US trade deficit grows larger in Aug – especially with China
• The Commmerce Department said the trade gap expanded to $46.3 billion in August, up 8.7% from July and 49% from a year ago.
• The trade deficit with China totaled $28 billion, up from July's $25.9 billion.
• Exports stopped sliding but it only grew 0.1% from July. Imports grew 2.1%.
• At any rate, growing trade deficit is a bad news for GDP as net exports is one of the components of GDP calculation. So if imports are greater than exports then that subtracts from overall GDP.
US crude data shows slight fall in inventory – but still at the upper limit of range for this time of year
• oil refinery inputs averaged 13.9 million barrels per day during the week, which were 231,000 barrels per day below the previous week's average. Refiners are reacting to still extremely high inventory for heating oil and gasoline.

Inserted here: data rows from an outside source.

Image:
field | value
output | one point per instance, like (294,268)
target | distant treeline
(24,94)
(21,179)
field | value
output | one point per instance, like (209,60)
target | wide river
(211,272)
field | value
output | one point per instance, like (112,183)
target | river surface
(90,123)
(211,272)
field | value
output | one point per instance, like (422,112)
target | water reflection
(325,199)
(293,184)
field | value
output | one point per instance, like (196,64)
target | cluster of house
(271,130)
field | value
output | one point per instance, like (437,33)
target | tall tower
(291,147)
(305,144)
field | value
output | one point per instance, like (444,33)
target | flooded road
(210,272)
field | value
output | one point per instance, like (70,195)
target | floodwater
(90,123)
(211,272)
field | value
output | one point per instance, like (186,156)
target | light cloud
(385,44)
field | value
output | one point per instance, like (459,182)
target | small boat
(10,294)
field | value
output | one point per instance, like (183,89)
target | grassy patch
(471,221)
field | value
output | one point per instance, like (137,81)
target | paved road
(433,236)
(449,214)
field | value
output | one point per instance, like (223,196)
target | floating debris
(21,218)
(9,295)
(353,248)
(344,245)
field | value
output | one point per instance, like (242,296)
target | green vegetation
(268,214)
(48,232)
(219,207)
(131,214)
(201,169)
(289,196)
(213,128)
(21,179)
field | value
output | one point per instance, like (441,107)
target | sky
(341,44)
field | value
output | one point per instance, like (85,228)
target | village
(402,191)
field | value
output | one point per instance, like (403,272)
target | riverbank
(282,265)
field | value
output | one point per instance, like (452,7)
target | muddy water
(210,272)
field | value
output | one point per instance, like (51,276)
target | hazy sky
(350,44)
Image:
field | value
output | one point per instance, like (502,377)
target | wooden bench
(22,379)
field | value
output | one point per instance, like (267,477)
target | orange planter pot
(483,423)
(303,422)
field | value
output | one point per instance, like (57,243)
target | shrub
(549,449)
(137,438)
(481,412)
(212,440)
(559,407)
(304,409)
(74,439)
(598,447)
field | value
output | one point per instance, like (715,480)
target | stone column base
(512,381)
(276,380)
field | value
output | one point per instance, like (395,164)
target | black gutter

• Meantime, U.S. crude oil imports during the week averaged 8.1 million barrels per day last week, down by 798,000 barrels per day from the previous week, official data revealed. Over the last four weeks imports have averaged 8.8 million barrels per day, which were 444,000 barrels per day below the same four-week period last year.
• Combined – these data points show extremely weak oil demand (EIA computed “implied” oil demand by looking at production + import – export + inventory change), which contributed to some selling in energy today.
Jobless claims ticked up slightly but within range
• I don’t think anyone is expecting clear trend of falling jobless claims. At least I am not. I think we would see 445k-470k at least through November. I think this number was within everyone’s expected range.